While some had only a few hours' notice, an audience of close to 600 hundred showed up at Graystone Church to learn how they could help take a stand against the rezoning. Rose and other HOA members told those in attendance they now have a lawyer who will work on their case in the weeks leading up to the Gwinnett County Planning Commission's meeting on July 2 and before the County Commissioners vote on the proposal on July 23.
"It's not our decision to make," Rose told Gwinnett Citizen. "All we can do is make sure the people understand how upset we are about it and that if they vote for it, then we won't be voting for them. And that's all we can do."
In little over two weeks, the Facebook group passed its 2,300-member mark, and more citizens sign a petition to stop the rezoning every week. But with the window of opportunity rapidly closing, he and other community leaders urge locals to educate themselves on the regional impact the project could have.
Green flyers with QR codes for the Facebook group are available for pickup at several local businesses. Among those is Body Plex in Grayson where Manager Sara Gasaway shared her stance on the issue saying, "It's important to us that we help the community in any way we can and also protect us as a business and make sure our property values stay intact. And the health of the people is of the utmost importance to us. We're a health club so when you do research about bringing in trash, essentially, you talk about all kinds of health issues that come along with that."
The Georgia Department of Community Affairs' Developments of Regional Impact program determined the proposed rezoning may be a project of regional impact and has allowed the Atlanta Regional Commission to evaluate the regional impact of the plan.
"People will tell you this is just another 'not in my backyard' situation, right? But it's not. It's bigger than that. It's not just a 'kick it down the curve, and it's somebody else's problem.' We don't want it in any residential areas," Rose said.
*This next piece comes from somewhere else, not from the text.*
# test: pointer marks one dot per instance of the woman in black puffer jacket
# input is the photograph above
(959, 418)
UPDATE: The application for the waste station is withdrawn for the moment (new dates TBD), and property owners are hesitant to celebrate the news.
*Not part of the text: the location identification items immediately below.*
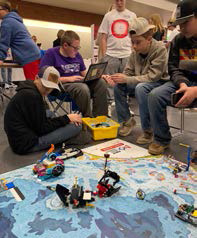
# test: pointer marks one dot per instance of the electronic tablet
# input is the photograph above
(95, 71)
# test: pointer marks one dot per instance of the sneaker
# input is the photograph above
(12, 85)
(145, 138)
(6, 86)
(157, 149)
(127, 127)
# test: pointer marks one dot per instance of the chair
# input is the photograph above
(182, 123)
(56, 101)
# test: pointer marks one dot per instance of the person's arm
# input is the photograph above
(103, 45)
(5, 40)
(176, 75)
(155, 71)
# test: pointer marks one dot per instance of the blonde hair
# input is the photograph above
(60, 33)
(156, 20)
(68, 37)
(5, 5)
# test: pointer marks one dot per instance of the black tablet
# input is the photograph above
(95, 71)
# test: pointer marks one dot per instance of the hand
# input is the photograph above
(75, 119)
(190, 93)
(70, 79)
(108, 80)
(119, 78)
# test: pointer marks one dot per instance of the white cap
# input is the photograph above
(47, 80)
(140, 26)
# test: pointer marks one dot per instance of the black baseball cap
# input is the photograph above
(185, 9)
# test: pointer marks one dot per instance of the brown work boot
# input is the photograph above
(157, 149)
(127, 126)
(145, 138)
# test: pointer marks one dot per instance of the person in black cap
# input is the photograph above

“We just recently received confirmation from the Planning Commission that the application has been officially withdrawn,” said Larry Rose, a President of Kensington Forest’s HOA, wrote on the Facebook group’s wall. “We are cautiously optimistic about this change of events, but we should all be aware that the applicant has the right to re-submit the application as currently written or slightly modified after 30 days.”